Oh dear Lord, where do I begin with this one!? Well, at the beginning I suppose. I took a road trip a few months ago just after Christmas down to Indiana to visit some relatives. After an hour of conviviality, and toking some really good sativa, I found myself in the living room where there hangs one of those wood stump lacquered clocks on the wall. Normally, one would think that it was no big deal, but, this clock was different. Shalaqued onto this clock was a picture of country music star, Conway Twitty, at his very best, circa 1970 something. It looked as if the picture was cut from a magazine, laminated and glued onto the surface. His 'fro' had almost a halo around it. After contemplating this image set upon me by the powers that be, I wondered to myself, "Was this done on purpose?" I mean, who, aw fuck it, trying to explain a travesty like that is just not in my realm of experience.
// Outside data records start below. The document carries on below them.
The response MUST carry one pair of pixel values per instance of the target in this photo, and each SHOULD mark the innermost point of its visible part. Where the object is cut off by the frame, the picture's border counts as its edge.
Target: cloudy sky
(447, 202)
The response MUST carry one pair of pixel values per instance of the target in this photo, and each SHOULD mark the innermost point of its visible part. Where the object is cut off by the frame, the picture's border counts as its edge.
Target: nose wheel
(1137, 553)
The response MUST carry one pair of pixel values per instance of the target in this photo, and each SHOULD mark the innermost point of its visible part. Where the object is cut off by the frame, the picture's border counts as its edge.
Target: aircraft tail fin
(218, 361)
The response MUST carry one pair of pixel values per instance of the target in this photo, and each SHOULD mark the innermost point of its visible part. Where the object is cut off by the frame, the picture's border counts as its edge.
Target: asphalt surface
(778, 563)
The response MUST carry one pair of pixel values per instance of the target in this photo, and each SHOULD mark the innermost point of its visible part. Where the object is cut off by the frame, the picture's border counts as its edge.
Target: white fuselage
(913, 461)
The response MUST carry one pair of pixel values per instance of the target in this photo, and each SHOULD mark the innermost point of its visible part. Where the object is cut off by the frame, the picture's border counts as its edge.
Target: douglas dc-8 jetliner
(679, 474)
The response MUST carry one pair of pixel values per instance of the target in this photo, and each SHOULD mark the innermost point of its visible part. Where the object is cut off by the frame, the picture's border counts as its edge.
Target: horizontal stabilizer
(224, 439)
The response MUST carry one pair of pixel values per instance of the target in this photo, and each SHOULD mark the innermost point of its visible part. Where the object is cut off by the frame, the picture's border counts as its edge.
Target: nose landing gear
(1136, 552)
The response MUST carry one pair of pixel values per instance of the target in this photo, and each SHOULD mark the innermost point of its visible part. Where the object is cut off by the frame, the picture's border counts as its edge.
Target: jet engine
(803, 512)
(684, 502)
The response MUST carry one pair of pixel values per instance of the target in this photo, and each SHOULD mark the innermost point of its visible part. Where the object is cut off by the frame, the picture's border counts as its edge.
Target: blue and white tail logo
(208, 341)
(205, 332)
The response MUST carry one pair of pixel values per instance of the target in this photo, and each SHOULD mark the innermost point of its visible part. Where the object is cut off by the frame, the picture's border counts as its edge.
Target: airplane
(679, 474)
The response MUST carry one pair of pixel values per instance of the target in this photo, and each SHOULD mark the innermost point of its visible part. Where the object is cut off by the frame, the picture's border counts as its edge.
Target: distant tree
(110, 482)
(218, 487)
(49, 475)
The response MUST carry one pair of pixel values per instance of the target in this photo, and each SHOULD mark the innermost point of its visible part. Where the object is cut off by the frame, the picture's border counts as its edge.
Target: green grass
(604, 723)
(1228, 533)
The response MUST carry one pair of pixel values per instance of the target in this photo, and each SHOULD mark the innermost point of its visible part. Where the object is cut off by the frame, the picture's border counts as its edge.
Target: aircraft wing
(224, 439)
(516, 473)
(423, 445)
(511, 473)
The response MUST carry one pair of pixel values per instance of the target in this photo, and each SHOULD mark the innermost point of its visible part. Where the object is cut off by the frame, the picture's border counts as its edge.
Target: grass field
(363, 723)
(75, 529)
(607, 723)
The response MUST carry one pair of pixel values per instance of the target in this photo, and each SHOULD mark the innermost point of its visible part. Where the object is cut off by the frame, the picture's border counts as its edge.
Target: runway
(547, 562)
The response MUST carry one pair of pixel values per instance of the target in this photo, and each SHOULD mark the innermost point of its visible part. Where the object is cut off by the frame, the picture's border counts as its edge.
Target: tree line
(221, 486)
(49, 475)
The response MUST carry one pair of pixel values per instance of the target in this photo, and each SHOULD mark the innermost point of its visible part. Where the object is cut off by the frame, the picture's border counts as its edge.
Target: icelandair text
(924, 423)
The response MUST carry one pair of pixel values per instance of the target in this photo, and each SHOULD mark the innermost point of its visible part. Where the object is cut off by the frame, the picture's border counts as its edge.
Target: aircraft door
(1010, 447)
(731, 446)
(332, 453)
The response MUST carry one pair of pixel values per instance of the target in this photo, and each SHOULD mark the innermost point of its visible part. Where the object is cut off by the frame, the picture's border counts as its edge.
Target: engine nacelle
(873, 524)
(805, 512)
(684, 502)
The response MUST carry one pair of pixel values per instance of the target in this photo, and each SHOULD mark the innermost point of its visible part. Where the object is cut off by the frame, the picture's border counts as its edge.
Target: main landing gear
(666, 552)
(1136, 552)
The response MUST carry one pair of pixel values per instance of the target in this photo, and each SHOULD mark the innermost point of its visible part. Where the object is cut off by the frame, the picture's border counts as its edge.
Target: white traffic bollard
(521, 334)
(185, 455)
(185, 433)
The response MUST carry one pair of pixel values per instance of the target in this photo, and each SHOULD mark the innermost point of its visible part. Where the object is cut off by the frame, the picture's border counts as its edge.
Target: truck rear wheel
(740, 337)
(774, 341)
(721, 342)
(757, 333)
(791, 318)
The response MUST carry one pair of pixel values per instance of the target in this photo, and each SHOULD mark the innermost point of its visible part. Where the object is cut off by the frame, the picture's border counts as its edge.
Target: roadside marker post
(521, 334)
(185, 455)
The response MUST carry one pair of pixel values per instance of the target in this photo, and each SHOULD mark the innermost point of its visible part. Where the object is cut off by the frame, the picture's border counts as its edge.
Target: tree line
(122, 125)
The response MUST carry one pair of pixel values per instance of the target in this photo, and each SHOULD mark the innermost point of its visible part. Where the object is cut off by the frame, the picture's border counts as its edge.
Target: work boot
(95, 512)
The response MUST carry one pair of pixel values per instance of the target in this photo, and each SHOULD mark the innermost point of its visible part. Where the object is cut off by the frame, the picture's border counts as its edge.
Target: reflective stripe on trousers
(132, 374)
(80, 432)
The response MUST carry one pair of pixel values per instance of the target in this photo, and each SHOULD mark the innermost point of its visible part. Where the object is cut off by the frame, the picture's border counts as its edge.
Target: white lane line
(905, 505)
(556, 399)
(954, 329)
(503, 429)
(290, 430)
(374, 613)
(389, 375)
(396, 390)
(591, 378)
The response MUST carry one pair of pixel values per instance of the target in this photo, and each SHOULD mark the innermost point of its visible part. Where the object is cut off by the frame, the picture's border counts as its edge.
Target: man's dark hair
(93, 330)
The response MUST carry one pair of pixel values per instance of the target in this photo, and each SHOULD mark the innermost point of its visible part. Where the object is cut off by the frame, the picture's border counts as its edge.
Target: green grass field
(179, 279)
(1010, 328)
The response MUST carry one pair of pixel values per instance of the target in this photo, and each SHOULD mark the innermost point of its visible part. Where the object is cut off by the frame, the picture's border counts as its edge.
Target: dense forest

Anyhoo, as I sat writing, I kept looking up at it, trying to wrap my mind around this thing, and he just keeps staring at me with that look on his face like he is ready to bust out with that " Hello Darlin' " bit! What really struck me though was the fact that the hands on this clock were attached dead center in the front of his white guy 'fro', (the time was just after 10pm, visualize with me people) giving the appearance that someone had winged the little gold clock hands at him, and by chance, they stuck in his hair just right! It was like it happened and he either did not notice or he did not care. And no, I was not so high that I imagined the entire thing, the clock exists!!! I have seen it with my own eyes!!!! I made sure to check the next morning when I was sober, so there.

To suffer fools gladly


Ah yes, the time has come to unleash my unbridled insanity upon you, the reader. But don't worry, it's 100% freeze dried so it is pretty much harmless. Well, a little about me. ( see profile.) I somehow felt the need to introduce myself since this is my first time blogging, so yay me, I have finally entered the 21st century. I get a pat on the back to administer to myself, and that is better than a slap on the belly with a wet trout, and we all know how much that can hurt! (well, some of us anyway. No questions!!!!) Now, we must enter the realm of what some my find strange, others, boring and yet others, fascinating, and others, funny, and still yet more others out there, (that will never have to read this garbage!) Lucky them! So, take a hit from the bong, pop a pill, poor a drink or get lit on warm Pepsi, what ever your flavor and prepare yourselves to step aboard the Ship Of Fool for a cruise on the wierd and wacky seas of oatmeal that infests my skull. As Dr. Hunter S. Thomson said once, " Buy the ticket, take the ride!" I think were gonna need a bigger boat.